= Ministry of Municipality (Qatar) =

Government ministry of Qatar

The Ministry of Municipality of Qatar is the ministry that provides municipal services to citizens and residents in Qatar. The current minister is Abdullah bin Hamad bin Abdullah Al Attiya.

== Ministry history ==
The First establishment of the Ministry of Municipal Affairs in the State of Qatar was in 1972, under Decree by Law No. (24), which has defined the responsibilities of the Ministry and its affiliate Departments. Thereafter, these responsibilities had been amended in 1990, following the cancellation of the Ministry of Industry and Agriculture, and the addition of the agricultural affairs to the Ministry of Municipal Affairs, thence renamed the Ministry of Municipal Affairs and Agriculture (at a time). Later on, these responsibilities were subsequently modified following the merger of the Ministry of Public Works and the Ministry of Municipal Affairs and Agriculture under the Decree by Law No. (20) of 1993, on the organization of the Ministry of Municipal Affairs and Agriculture and defining its responsibilities. The Public Works responsibilities has also been added to the responsibilities of this Ministry.
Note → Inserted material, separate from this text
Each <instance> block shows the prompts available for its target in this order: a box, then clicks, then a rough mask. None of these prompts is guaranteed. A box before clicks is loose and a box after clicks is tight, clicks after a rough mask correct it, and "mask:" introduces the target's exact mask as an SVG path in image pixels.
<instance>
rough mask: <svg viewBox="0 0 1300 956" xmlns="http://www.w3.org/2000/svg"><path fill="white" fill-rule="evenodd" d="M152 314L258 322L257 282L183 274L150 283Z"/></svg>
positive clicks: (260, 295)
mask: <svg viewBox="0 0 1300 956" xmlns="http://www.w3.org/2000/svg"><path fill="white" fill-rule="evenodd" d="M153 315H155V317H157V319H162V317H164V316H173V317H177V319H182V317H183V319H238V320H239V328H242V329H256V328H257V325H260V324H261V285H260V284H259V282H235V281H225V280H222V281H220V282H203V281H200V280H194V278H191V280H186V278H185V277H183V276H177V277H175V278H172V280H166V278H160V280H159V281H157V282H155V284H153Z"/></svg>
In 2004, Law No. (1) on the establishment of the Public Works Authority, followed by the Law No. 15 of 2004 on the establishment of the Urban Planning & Development Authority, and thus the responsibilities of the Ministry has been limited to the municipal and agricultural affairs. The Ministry had been re-organized and its responsibilities defined under the Law No. (23) of 2005. On Mai 5, 2009, the Emiri Decision No. (16) of 2009, on the specification of the functions of the Ministries, including the authorities of the Ministry of Municipality and Urban Planning, has been issued. On January 27, 2016, the Emiri Decision No. (5) of 2016, on the Organization Chart for the Ministry of Municipality and Environment, has been issued. On October 19, 2021, Emiri Resolution No. (57) for the year 2021 was issued separating the environment from the Ministry of Municipality and assigning the functions of the Ministry of Municipality.

== Ministry tasks ==
The Ministry of Municipality is responsible for everything related to municipal affairs:

- Preparation of urban plans at the State level, and Supervising its implementation in coordination with the concerned authorities.
- Land surveying and subdivisions.
- Preparation of cadastral maps of the State of Qatar.
- Management of State properties.
- Provision & Allocation of lands for the needs of government authorities.
- Reviewing the recommendations of the Central Municipal Council.
- Land expropriation & temporary Land Acquisition for the public interest.
- Suggestion and implementation of municipal projects including buildings, gardens, parks and landscaping plantations, besides monitoring buildings construction and buildings control.
- Preparation and implementation of systems and programs for public cleansing.
- Supervising the practice of engineering professions, and the cemeteries, and providing honoring tributes to the deceased.

Sources:

In the sectors of agriculture and fisheries affairs, the ministry is concerned with achieving several goals, foremost of which is the development of agricultural, water, animal and fish wealth in a way that achieves sustainable development, and proposing and implementing policies necessary to achieve food security and overseeing strategic food stocks. The ministry is working to generalize the provision of electronic services to the public as part of its efforts to abolish paper transactions within the state's e-government.